The fluorescent lights buzzed and hummed noisily as my heels clicked along the marble tiles. I passed three doors and stopped at the fourth. I was in luck. The small staff bathroom was open, complete with two comfortable chairs and a table. I pulled him in and locked the door behind us.

I pushed him into one of the leather chairs and straddled him, hiking my tight skirt up as I slid along his long legs.

“My, Doctor.” The words passed his lips when I pressed my mouth against his.

What happened next sealed his fate. Specimen 1 was nicely endowed and we kept pace in frenzied secret lust. When the chair lost its intrigued, I lay on the floor, his breath hot on my neck as he impaled me.

As my hands clutched his back beneath his shirt, his flesh warming me inside and out, I thought about the next phase of my experiment and his place in it.

I came once, twice, three times in that little bathroom. His climax was accompanied by a loud cry and then my name whispered into the crook of my neck.

We lay on the floor for a moment, I savored the delightful smoothness of his young, firm skin. His sweat mingled with mine until at last, he pulled himself out and off of me. He was almost coy as he slid his pants back up. I laughed.

“A most excellent party, Doctor,” he grinned.

“Welcome to Toronto,” I smiled.

We returned to the party and made our rounds. He was whisked away by his hosts to be introduced around the room. I stood alone mostly, dodging glares from spurned suitors.

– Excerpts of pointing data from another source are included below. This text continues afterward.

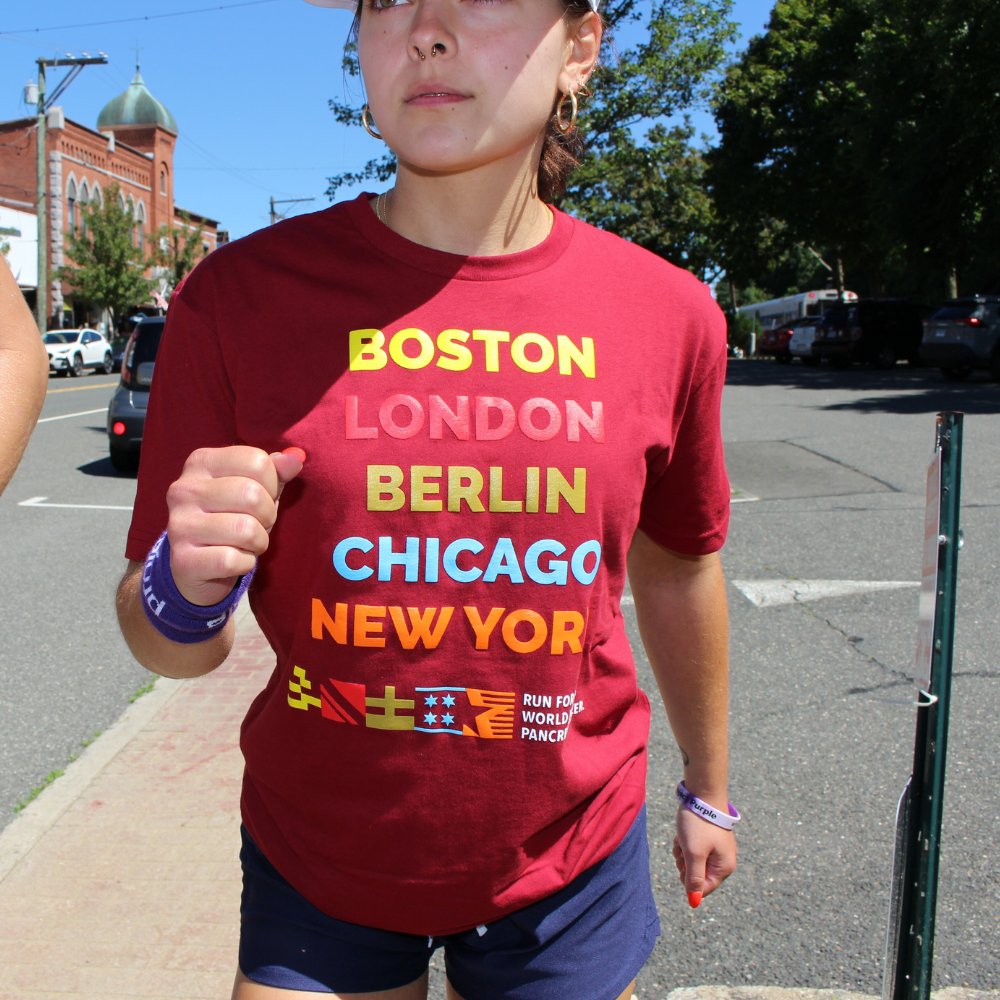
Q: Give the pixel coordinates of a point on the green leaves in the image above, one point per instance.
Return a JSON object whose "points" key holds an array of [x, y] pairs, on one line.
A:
{"points": [[109, 266]]}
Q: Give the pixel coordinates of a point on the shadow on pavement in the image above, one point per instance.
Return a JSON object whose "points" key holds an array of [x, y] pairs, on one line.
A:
{"points": [[103, 467], [902, 390]]}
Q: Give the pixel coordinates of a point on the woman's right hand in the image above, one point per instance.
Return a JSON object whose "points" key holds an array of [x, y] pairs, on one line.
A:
{"points": [[220, 513]]}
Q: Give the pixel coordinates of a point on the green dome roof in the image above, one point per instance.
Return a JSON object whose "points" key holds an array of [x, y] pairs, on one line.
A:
{"points": [[136, 106]]}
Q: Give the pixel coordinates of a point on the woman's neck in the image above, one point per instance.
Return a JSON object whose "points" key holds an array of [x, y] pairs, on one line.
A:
{"points": [[488, 211]]}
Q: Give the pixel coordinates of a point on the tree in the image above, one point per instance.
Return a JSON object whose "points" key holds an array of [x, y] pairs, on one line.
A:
{"points": [[109, 266], [642, 178], [177, 248]]}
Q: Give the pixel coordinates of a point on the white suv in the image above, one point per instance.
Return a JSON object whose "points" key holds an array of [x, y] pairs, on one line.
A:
{"points": [[70, 351]]}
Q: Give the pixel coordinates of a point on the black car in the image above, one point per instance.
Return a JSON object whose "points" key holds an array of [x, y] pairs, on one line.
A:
{"points": [[127, 411], [878, 331]]}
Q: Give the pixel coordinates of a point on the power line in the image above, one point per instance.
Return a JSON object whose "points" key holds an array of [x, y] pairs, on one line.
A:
{"points": [[129, 20]]}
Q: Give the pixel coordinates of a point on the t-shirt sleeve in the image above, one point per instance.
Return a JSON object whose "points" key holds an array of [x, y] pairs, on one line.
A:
{"points": [[191, 406], [686, 504]]}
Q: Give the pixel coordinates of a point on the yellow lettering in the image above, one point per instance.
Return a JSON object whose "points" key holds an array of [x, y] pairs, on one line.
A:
{"points": [[497, 502], [457, 492], [383, 487], [365, 350], [556, 486], [531, 492], [544, 345], [583, 356], [459, 357], [396, 352], [420, 488], [492, 338]]}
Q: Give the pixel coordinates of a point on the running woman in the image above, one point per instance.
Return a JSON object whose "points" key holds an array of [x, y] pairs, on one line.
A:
{"points": [[478, 412]]}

At one point, I approached the book-club clique of behavioral scientists and tried to shoehorn my way into their conversation. I let them prattle at me, and I them, while I watched as Specimen 1 was led outside and, thus, to the taxi that would send him off to his hotel.

 

 

Journal

I continue with my work, struggling to perfect my slippery idea into reality. A complicated, yet surprisingly simple, concept.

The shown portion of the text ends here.